In 2005 the American government gave its official blessing to BiDiL, a drug used to treat congestive heart failure. The decision kicked off a huge controversy because BiDiL was the first officially-sanctioned racially-targeted drug. It had proved ineffective when tested on the general population. But when given to African Americans it appeared to cut death rates from heart failure by 43 per cent. So it was marketed as a black drug, transforming at a stroke the relationship between race and medicine, and opening the way, in the words of one medical journal, to 'a new era of race-based therapeutics'. Last year, for instance, the pharmaceutical company Schering Plough organised a clinical trial for a hepatitis C drug from which African Americans were controversially excluded.
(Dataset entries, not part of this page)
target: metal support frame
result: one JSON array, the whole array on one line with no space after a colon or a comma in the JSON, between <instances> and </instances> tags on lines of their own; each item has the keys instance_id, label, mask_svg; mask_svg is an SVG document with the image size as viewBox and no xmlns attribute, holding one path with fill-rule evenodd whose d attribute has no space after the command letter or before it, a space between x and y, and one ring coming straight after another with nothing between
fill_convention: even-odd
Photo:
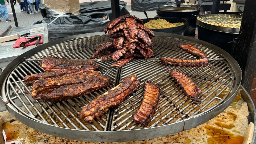
<instances>
[{"instance_id":1,"label":"metal support frame","mask_svg":"<svg viewBox=\"0 0 256 144\"><path fill-rule=\"evenodd\" d=\"M14 8L14 4L12 2L12 1L11 0L10 0L10 3L11 3L11 6L12 7L12 14L13 15L15 26L19 27L18 21L17 20L17 17L16 17L16 13L15 12L15 9Z\"/></svg>"},{"instance_id":2,"label":"metal support frame","mask_svg":"<svg viewBox=\"0 0 256 144\"><path fill-rule=\"evenodd\" d=\"M234 58L242 70L241 84L250 93L256 71L256 3L246 0Z\"/></svg>"},{"instance_id":3,"label":"metal support frame","mask_svg":"<svg viewBox=\"0 0 256 144\"><path fill-rule=\"evenodd\" d=\"M111 0L111 8L113 20L120 16L119 0Z\"/></svg>"},{"instance_id":4,"label":"metal support frame","mask_svg":"<svg viewBox=\"0 0 256 144\"><path fill-rule=\"evenodd\" d=\"M220 7L220 0L214 0L212 4L212 13L219 13Z\"/></svg>"}]
</instances>

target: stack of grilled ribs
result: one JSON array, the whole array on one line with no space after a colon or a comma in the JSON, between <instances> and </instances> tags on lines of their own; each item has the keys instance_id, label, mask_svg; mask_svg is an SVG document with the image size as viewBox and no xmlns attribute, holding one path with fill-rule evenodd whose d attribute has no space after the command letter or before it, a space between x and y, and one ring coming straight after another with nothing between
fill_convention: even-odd
<instances>
[{"instance_id":1,"label":"stack of grilled ribs","mask_svg":"<svg viewBox=\"0 0 256 144\"><path fill-rule=\"evenodd\" d=\"M129 15L112 20L104 29L111 40L96 46L91 58L100 58L102 62L112 60L116 62L110 67L121 67L134 58L147 59L154 56L151 38L155 35L143 24L142 20Z\"/></svg>"},{"instance_id":2,"label":"stack of grilled ribs","mask_svg":"<svg viewBox=\"0 0 256 144\"><path fill-rule=\"evenodd\" d=\"M44 58L41 67L49 71L27 76L24 81L32 86L35 100L56 102L78 97L109 85L109 79L94 69L95 60L70 60L52 57Z\"/></svg>"}]
</instances>

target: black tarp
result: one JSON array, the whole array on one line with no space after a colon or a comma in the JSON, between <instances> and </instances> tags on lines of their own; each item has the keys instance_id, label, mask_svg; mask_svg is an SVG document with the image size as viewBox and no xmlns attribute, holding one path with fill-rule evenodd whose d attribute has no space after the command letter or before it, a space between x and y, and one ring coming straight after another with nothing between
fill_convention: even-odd
<instances>
[{"instance_id":1,"label":"black tarp","mask_svg":"<svg viewBox=\"0 0 256 144\"><path fill-rule=\"evenodd\" d=\"M170 0L132 0L132 10L139 12L154 11L156 10L156 4L163 7L170 2Z\"/></svg>"},{"instance_id":2,"label":"black tarp","mask_svg":"<svg viewBox=\"0 0 256 144\"><path fill-rule=\"evenodd\" d=\"M120 1L120 15L129 14L126 9L127 3ZM81 14L55 15L45 17L42 22L48 23L51 41L79 34L102 32L112 20L110 1L96 1L80 4ZM47 11L46 9L46 12ZM47 15L49 12L47 12ZM107 17L107 20L103 17ZM34 24L38 23L35 23Z\"/></svg>"},{"instance_id":3,"label":"black tarp","mask_svg":"<svg viewBox=\"0 0 256 144\"><path fill-rule=\"evenodd\" d=\"M48 23L51 41L71 36L102 32L110 21L105 12L95 12L70 16L45 17L42 22Z\"/></svg>"}]
</instances>

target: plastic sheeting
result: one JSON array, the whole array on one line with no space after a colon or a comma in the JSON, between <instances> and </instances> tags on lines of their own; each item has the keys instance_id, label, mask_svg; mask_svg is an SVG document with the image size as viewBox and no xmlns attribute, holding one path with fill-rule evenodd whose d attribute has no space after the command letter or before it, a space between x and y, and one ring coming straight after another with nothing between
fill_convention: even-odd
<instances>
[{"instance_id":1,"label":"plastic sheeting","mask_svg":"<svg viewBox=\"0 0 256 144\"><path fill-rule=\"evenodd\" d=\"M103 19L105 16L108 18ZM51 17L44 18L42 22L48 23L51 41L71 36L102 32L109 21L105 12L92 12L69 17Z\"/></svg>"},{"instance_id":2,"label":"plastic sheeting","mask_svg":"<svg viewBox=\"0 0 256 144\"><path fill-rule=\"evenodd\" d=\"M132 10L142 12L156 10L156 4L163 7L170 0L132 0Z\"/></svg>"},{"instance_id":3,"label":"plastic sheeting","mask_svg":"<svg viewBox=\"0 0 256 144\"><path fill-rule=\"evenodd\" d=\"M120 15L130 14L126 9L127 3L124 1L119 1ZM92 12L105 12L108 13L110 21L112 20L112 11L110 1L95 1L93 2L83 3L80 4L81 13Z\"/></svg>"},{"instance_id":4,"label":"plastic sheeting","mask_svg":"<svg viewBox=\"0 0 256 144\"><path fill-rule=\"evenodd\" d=\"M120 15L130 14L126 8L127 3L120 1ZM52 16L49 16L47 13L42 22L48 24L51 41L79 34L102 32L112 20L110 1L83 3L80 4L80 14L76 15L53 13L50 14ZM46 8L46 12L49 12L47 10ZM105 16L107 17L107 20L103 19ZM38 21L33 24L40 22Z\"/></svg>"}]
</instances>

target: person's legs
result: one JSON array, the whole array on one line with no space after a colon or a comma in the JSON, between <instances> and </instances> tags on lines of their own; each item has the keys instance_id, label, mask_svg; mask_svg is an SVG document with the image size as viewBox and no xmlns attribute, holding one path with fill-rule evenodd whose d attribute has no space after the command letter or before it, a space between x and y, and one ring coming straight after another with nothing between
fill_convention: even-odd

The debate about BiDiL - and the Schering Plough trial - gets to the heart of one of the most explosive issues in current medicine. Does race matter? Or should medicine be colourblind? Since 'race is biologically meaningless', argued the New England Journal of Medicine so 'instruction in medical genetics should emphasise the fallacy of race as a scientific concept and the dangers inherent in practicing race-based medicine'. A paper in Nature Genetics claimed that 'commonly used ethnic labels are both insufficient and inaccurate'.
Others begged to differ. The geneticist Neil Risch suggested that 'there is great validity in racial/ethnic self-categorisation both from the research and public policy points of view'. In a widely reported essay in the New York Times, psychiatrist Sally Satel admitted that 'In practicing medicine I am not colorblind. I always take note of my patient’s race. So do many of my colleagues'. She added that 'When it comes to practicing medicine, stereotyping often works'.
At the Washington drug clinic where she works, Satel prescribes different amounts of Prozac to black and white patients because 'clinical and pharmacological research show that blacks metabolise antidepressants more slowly than Caucasians and Asians. As a result, levels of medication can build up and make side effects more likely'.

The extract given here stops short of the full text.